Hurricane Delta makes it’s 2nd landfall in Louisiana in a season that has seen back-to-back attacks on the Pelican State.
Louisiana’s bad luck started with Cristobal becoming the second-earliest tropical cyclone to make landfall in Louisiana.
Then came Hurricane Marco -- the first of two tropical cyclones to threaten the state within a three-day period. The second was Category 4 Hurricane Laura, the strongest hurricane on record to make landfall in Louisiana since a hurricane in 1856 -- before storms were given names.
Tropical Storm Beta was an omen for more trouble ahead.

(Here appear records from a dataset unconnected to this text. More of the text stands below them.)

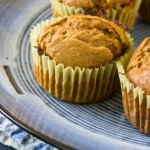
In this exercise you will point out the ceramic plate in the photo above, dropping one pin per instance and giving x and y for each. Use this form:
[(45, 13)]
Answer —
[(99, 126)]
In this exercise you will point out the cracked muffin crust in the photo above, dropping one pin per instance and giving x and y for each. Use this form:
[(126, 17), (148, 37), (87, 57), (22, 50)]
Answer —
[(97, 3), (84, 41), (138, 70)]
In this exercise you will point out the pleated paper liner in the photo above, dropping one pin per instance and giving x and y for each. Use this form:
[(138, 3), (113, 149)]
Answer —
[(136, 103), (126, 15), (75, 85), (144, 10)]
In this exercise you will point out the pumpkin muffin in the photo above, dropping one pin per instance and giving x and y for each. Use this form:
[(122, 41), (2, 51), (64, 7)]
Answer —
[(144, 10), (74, 58), (135, 83), (124, 11)]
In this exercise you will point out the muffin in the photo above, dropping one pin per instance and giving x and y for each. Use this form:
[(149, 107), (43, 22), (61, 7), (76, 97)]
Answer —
[(74, 58), (135, 83), (144, 10), (124, 11)]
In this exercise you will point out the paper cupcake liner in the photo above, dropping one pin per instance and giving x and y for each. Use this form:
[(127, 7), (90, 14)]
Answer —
[(74, 85), (126, 15), (144, 10), (136, 103)]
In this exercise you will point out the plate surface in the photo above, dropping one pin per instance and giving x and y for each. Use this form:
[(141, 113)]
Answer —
[(101, 125)]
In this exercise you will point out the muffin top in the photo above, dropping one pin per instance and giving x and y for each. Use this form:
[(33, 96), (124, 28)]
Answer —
[(84, 41), (96, 3), (138, 70)]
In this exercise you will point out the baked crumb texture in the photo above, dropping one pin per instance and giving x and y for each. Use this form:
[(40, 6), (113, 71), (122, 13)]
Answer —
[(83, 41), (124, 11), (135, 87), (85, 84)]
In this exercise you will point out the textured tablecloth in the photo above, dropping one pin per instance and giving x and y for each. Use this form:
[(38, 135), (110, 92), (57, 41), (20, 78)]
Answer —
[(12, 135)]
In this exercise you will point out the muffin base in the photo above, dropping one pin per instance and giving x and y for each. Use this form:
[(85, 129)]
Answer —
[(74, 85), (144, 10), (136, 103)]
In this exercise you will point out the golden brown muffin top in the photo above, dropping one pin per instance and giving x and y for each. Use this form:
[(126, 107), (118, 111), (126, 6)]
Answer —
[(138, 70), (95, 3), (84, 41)]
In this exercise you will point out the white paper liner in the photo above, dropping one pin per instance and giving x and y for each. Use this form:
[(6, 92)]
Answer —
[(126, 15), (136, 102), (75, 85)]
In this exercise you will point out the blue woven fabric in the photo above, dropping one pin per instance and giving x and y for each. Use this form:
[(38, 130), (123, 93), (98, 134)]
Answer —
[(12, 135)]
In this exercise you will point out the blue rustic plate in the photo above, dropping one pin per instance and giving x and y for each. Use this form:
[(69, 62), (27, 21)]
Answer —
[(99, 126)]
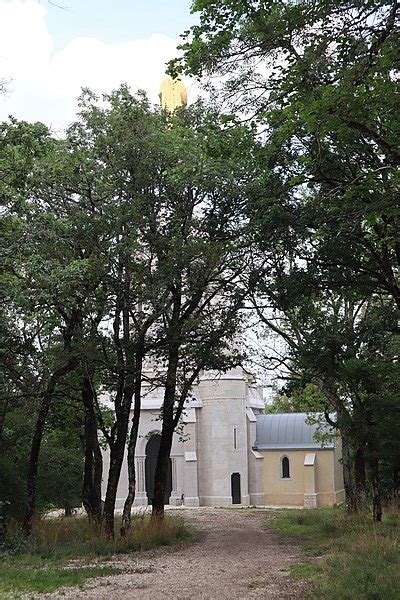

It struck Texas first on Sept. 22 but moved on to soak Louisiana and now the National Hurricane Center is forecasting Tropical Storm Delta to make a direct hit in bayou country on Friday which is forecast to bring at least 10 inches of rain.
The active trend is not surprising for the northern Gulf has always been a hot spot for hurricanes.
The very first hurricane reference in the New World struck Spanish conquistador Panfilo de Narvaez near the mouth of the Mississippi river in 1527, approximately where Delta is expected to strike this week.
The list of storms is long averaging two tropical storm strikes in the state every 3 years since 1851.
Why do so many storms target the state?
The easterly winds typically blowing across Jacksonville in the summer flow out of the Azores/Bermuda high-pressure system which also steers many hurricanes into the Gulf.
In June and October, storms are more likely to move up the Gulf from the south and southwest.
As we are seeing play out with Tropical Storm Delta, cold fronts invade Louisiana and quickly pick up any low-pressure system lurking in the Gulf.
Unfortunately, these climatological conditions are unique to the Pelican State and are far outside the range for attracting hurricanes to Northeast Florida.